Wuehrer House is nestled in a quiet and secluded site within Stony Hill Forest in New York’s Hamptons, surrounded by white oaks and the occasional pitch pine. It is the work of Paris-born and New York-based architect Jerome Engelking. He envisioned the space as a permanent summer residence for his Austrian parents-in-law, who spent years renting holiday homes on the East Coast.
‘I suggested we looked for an undeveloped piece of land, so we could design and build something bare and simple, open yet intimate, and closer to their European construction standards', Engelking explains.
The house is built around a unique and repetitive model, though a simple and discreet geometrical structure. A set of imposing floor-to-ceiling glass walls are lined along three of the building’s facades, setting no boundaries with the surrounding nature and conceiving natural light as a defining element. ‘I have always had a fascination for glass and its transparency,' Engelking says, ‘when you are inside a space you won’t be looking at walls, but directly at the surrounding nature.'
The simplicity of Engelking’s architecture is matched with a generally muted palette, minimal interiors and walls designed as simple blank slates, ready to accommodate future artwork (the tenants are also passionate collectors).
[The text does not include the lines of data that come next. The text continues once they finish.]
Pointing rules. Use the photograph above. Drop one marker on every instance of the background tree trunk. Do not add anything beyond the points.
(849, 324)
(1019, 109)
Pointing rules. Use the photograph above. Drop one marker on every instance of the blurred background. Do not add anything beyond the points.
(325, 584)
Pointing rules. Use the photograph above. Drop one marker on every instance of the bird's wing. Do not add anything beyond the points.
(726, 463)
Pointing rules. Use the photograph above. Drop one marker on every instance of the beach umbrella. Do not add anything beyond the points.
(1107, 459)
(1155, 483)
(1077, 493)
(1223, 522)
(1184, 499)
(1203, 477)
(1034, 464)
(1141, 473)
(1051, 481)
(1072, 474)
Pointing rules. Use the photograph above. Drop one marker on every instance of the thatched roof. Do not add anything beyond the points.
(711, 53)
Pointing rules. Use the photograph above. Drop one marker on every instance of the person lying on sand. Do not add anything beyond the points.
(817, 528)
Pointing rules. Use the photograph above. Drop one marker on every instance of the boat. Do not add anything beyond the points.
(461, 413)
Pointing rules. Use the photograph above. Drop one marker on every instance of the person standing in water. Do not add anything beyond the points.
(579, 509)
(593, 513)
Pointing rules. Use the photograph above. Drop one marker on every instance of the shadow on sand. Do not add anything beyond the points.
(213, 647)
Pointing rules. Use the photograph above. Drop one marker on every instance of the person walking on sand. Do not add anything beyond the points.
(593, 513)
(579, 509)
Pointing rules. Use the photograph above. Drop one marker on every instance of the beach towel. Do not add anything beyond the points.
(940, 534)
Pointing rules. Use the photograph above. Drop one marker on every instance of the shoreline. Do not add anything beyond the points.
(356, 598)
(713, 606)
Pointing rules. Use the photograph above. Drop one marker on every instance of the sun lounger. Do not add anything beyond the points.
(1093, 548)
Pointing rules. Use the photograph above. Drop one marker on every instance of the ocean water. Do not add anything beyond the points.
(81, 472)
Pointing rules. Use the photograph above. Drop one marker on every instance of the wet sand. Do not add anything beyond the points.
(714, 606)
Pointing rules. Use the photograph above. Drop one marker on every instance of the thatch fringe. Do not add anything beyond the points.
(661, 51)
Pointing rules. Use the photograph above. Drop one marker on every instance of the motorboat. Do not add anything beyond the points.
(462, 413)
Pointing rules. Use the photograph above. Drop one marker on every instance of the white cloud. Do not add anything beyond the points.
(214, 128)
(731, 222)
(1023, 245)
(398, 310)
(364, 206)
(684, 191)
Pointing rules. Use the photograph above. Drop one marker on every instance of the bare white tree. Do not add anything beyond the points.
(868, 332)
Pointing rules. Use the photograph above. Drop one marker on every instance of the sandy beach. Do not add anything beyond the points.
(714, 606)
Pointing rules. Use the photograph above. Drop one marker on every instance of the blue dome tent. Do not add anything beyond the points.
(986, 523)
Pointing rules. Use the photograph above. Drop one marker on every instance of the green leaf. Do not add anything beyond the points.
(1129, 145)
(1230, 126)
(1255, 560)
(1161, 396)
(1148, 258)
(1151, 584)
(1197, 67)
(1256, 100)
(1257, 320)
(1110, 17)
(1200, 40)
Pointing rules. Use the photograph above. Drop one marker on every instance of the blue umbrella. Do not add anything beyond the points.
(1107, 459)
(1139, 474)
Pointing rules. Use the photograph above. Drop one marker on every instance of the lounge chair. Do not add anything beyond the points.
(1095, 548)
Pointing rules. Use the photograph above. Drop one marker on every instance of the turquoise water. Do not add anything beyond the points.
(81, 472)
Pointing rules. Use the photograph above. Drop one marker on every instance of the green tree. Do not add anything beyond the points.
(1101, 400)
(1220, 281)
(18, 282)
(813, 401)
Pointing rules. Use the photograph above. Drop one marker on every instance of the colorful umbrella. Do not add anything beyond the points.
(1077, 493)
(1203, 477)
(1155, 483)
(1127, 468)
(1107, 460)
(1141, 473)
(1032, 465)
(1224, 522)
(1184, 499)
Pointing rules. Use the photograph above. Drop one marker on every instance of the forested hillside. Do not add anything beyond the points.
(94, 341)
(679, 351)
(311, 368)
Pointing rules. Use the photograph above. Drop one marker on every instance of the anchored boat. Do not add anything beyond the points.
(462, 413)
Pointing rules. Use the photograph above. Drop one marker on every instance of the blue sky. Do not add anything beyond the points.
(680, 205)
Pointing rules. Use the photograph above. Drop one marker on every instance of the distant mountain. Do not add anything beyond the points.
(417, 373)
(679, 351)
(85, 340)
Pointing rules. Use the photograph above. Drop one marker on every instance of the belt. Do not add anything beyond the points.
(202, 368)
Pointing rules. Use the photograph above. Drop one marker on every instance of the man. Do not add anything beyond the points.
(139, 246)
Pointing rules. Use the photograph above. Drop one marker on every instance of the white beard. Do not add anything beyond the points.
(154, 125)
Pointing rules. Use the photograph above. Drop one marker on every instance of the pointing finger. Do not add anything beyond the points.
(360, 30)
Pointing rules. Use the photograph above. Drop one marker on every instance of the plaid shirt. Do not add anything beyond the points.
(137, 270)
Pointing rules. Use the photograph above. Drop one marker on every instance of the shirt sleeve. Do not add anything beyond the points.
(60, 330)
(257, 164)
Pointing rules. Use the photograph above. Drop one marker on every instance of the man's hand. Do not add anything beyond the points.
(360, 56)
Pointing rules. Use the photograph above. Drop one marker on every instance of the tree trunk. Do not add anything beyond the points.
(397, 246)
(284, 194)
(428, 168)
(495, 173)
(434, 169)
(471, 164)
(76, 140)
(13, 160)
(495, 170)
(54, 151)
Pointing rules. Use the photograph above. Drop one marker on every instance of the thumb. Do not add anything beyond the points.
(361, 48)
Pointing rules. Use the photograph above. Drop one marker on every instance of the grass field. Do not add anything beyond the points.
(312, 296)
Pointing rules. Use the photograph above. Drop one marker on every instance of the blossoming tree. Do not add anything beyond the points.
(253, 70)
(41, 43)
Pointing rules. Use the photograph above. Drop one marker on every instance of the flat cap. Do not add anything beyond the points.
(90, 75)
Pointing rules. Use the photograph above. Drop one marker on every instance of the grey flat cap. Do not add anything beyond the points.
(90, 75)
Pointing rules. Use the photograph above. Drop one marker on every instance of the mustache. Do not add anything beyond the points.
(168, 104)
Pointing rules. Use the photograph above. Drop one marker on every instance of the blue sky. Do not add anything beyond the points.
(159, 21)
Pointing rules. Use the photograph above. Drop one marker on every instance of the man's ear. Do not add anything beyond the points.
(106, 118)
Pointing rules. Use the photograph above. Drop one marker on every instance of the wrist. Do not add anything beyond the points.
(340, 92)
The home is fitted with a careful selection of furniture which blends contemporary with vintage; works of prominent European designers stand aside renowned 20th-century pieces, ranging from a Charlotte Perriand bench, to Isamu Noguchi floor lamps and chairs by Charles and Ray Eames.
‘The interiors were kept purposely simple and minimal,' Engelking says. ‘I tried to avoid loud formal gestures, and conceived a structure that is simple and generously open to the surrounding landscape'.